= Nauru Local Government Council =

Nauruan legislative body

The Nauru Local Government Council was a legislative body in Nauru. It was first established in 1951, when Nauru was a United Nations trust territory, as a successor to the Council of Chiefs. It continued to exist until 1992, when it was dissolved in favor of the Nauru Island Council.

==History==
Since 1928, the Nauruan people had been represented by an elected Council of Chiefs, which only had the power to advise the Administrator. By the late 1940s, there were calls for greater Nauruan self-government, both internationally by members of the United Nations Trusteeship Council, and internally by Nauruans themselves. Australia, which administered Nauru, was against this. The Council of Chiefs submitted a petition for more self-government for Nauru to the 1948-49 session of the Trusteeship Council, however Australian Acting External Affairs Minister Cyril Chambers convinced the Council of Chiefs to withdraw the petition. In 1950, the United Nations Visiting Mission recommended to the Trusteeship Council that the Council of Chiefs should have more legislative power, especially in the realm of budget appropriations.

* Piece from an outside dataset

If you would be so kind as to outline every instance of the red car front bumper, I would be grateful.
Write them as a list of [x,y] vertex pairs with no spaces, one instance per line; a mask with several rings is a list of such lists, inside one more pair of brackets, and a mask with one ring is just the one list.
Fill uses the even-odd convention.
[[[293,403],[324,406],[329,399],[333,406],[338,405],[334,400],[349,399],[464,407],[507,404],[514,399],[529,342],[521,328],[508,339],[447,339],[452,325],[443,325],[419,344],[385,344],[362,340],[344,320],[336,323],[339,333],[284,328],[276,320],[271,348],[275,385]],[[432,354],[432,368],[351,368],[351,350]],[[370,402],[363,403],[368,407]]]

On 20 August 1951, the recommendation was accepted in part, and the Nauru Local Government Council Ordinance was passed, creating the Local Government Council and imbuing it with certain powers. In effect, the Local Government Council did not have much more power than the previous Council of Chiefs, and the Administrator still had control over Nauru. The legislative body divided the 14 historical districts into eight electorates. Each electoral district had one councillor to represent it, except for the electoral district representing Denigomodu, Nibok, Uaboe, and Baiti, which had two. Councillors served four-year terms.

The first elections for the Local Government Council were held on 15 December 1951. It was the first election held with universal suffrage on the island. The first meeting of the council was held on 18 December. Timothy Detudamo, who had previously served as Head Chief in the Council of Chiefs, was elected Head Chief of Nauru by the Local Government Council. He died in 1953, being replaced by Raymond Gadabu. In 1954, the council gained more power, and the entire Nauru Royalties Fund were appropriated to the expenses of the council. After another council election in 1955, Hammer DeRoburt was elected Head Chief.

In 1966, the Trusteeship Council passed a resolution calling for Nauruan independence by 31 January 1968. At the same time, the Legislative Council was formed. Of the first members of the Legislative Council, most had been members of the Local Government Council. The Local Government Council had broad range of administrative activities, operating numerous government corporations and services. The bulk of its activities were funded by the Nauru Royalty Fund and the Nauru Development Fund.

In 1992, the Local Government Council was abolished. The Nauru
Local Government Council Dissolution Act was certified on 2 March. The Local Government Council was dissolved to prevent the accumulation of more debt, which the institution had been accruing both internationally and domestically. The Nauru Island Council was created by parliamentary act certified on 20 March. Between the Local Government Council's dissolution and the Nauru Island Council's creation, there was an interim Nauru Council, which consisted of the cabinet of Nauru and was led by the president. The Nauru Island Council had less power than the Local Government Council, playing more of an advisory role to the national government. In 1999, the Nauru Island Council was dissolved, with its local government powers being subsumed by the national government.